DETAILED DESCRIPTION OF THE EMBODIMENTS
[0010] Several advantages exist in the use of aerogels as
insulating materials. These materials have very good thermal
conductivity and users can shape or mold them to a desired shape in
many instances. When one applies a vacuum to the silica aerogel,
the thermal conductivity decreases as shown in FIG. 1. As can be
seen by the curve 10, by applying a vacuum of 0.2 psia, one can
decrease the thermal conductivity more than three times what it
would be without a vacuum.
[0011] A more material specific graph is shown in FIG. 2. Different
types of aerogels have different thermal conductivities at various
pressures. This graph expresses pressure in Ton, where 760 ton is
equivalent to 1 atmosphere. Curve 12 shows the thermal conductivity
at various pressures for silica aerogel particles. An example
material would be Nanogel.TM. by Cabot. Curve 14 shows the data for
a silica powder mixed with glass fibers.
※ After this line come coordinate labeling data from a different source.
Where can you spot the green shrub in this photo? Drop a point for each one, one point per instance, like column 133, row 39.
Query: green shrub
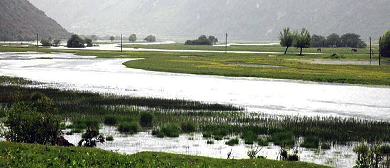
column 110, row 120
column 171, row 130
column 131, row 128
column 325, row 146
column 310, row 142
column 262, row 142
column 232, row 142
column 110, row 138
column 90, row 138
column 36, row 96
column 146, row 119
column 218, row 137
column 188, row 127
column 283, row 139
column 249, row 137
column 29, row 126
column 84, row 123
column 2, row 113
column 207, row 134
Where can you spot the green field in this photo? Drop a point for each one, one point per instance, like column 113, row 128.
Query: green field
column 278, row 66
column 30, row 155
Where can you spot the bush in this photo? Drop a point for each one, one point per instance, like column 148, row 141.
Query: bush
column 30, row 126
column 45, row 42
column 171, row 130
column 210, row 142
column 146, row 119
column 249, row 137
column 188, row 127
column 325, row 146
column 90, row 138
column 75, row 42
column 384, row 44
column 207, row 134
column 311, row 142
column 150, row 38
column 131, row 128
column 110, row 138
column 84, row 123
column 36, row 96
column 88, row 42
column 232, row 142
column 110, row 120
column 283, row 138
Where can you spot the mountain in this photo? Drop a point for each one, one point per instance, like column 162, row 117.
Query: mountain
column 20, row 20
column 250, row 20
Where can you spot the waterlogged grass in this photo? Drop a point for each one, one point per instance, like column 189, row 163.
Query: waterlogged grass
column 29, row 155
column 288, row 67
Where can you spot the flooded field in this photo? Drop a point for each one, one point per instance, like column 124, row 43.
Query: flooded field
column 284, row 97
column 195, row 144
column 274, row 97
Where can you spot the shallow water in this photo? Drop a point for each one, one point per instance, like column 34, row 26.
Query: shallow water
column 285, row 97
column 195, row 144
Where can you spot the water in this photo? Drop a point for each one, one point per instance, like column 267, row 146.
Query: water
column 284, row 97
column 195, row 144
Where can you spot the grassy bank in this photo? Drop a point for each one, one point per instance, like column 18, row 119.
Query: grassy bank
column 29, row 155
column 228, row 120
column 278, row 66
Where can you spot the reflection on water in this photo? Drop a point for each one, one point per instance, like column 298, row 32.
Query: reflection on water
column 195, row 144
column 270, row 96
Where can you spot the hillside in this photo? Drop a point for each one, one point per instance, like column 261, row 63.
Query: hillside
column 255, row 20
column 20, row 20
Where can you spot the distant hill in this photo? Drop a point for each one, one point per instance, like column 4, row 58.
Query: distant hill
column 20, row 20
column 253, row 20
An example of this type of
material would be Microsil.TM. thermal ceramic from ZIRCAR
Ceramics. Curve 16 shows the data for a silica aerogel that is
generally mixed with reinforcing fibers and formed into a blanket,
such as Spaceloft.TM. by Aspen Aerogels.
[0012] The data associated with the graph is given in the following
table:
TABLE-US-00001 Thermal Conductivity (mW/m-K) Material 760 torr 48
torr 2.5 torr Silica Aerogel blanket 14 11 8 Silica powder with
glass fibers 19 13 9 Silica aerogel particles 29 15 12
[0013] The use of a relatively high vacuum increases the
effectiveness of aerogels with regard to their thermal
conductivity. However, as discussed above, these materials generate
a relatively high volume of particles when a vacuum is applied,
resulting in contamination of the seal when the container, such as
a bag, pouch, or container, is sealed.
[0014] FIG. 3 shows an embodiment of an insulator that does not
suffer from seal contamination. The insulator 20 uses a silica
aerogel blanket or group of particles, examples of which are given
above, or other insulation material 22. The insulation material is
enclosed with a filter 24. The enclosure may be any container, such
as bag or merely a piece of the filter material that hermetically
wraps completely or partially around the insulation material. The
filter has the characteristic to prevent particles of the
insulation material from escaping the filter container while
allowing air to pass through.
[0015] This filter is inserted or otherwise wrapped with a sealable
material or container, such as a heat sealable bag. The bag or
container may take any form, the only limitation being that it has
to contain the filter and the material within the filter and be
sealable. Once the filter and its enclosed insulation material are
enclosed with the sealable container, a vacuum is applied. The
container 26 is then sealed. Typically, this will be a heat seal,
but other types of seals are of course possible, including
adhesives, airtight fasteners or gaskets, etc. The main
characteristic of the seal is that it be airtight, especially in
the presences of a relatively high vacuum.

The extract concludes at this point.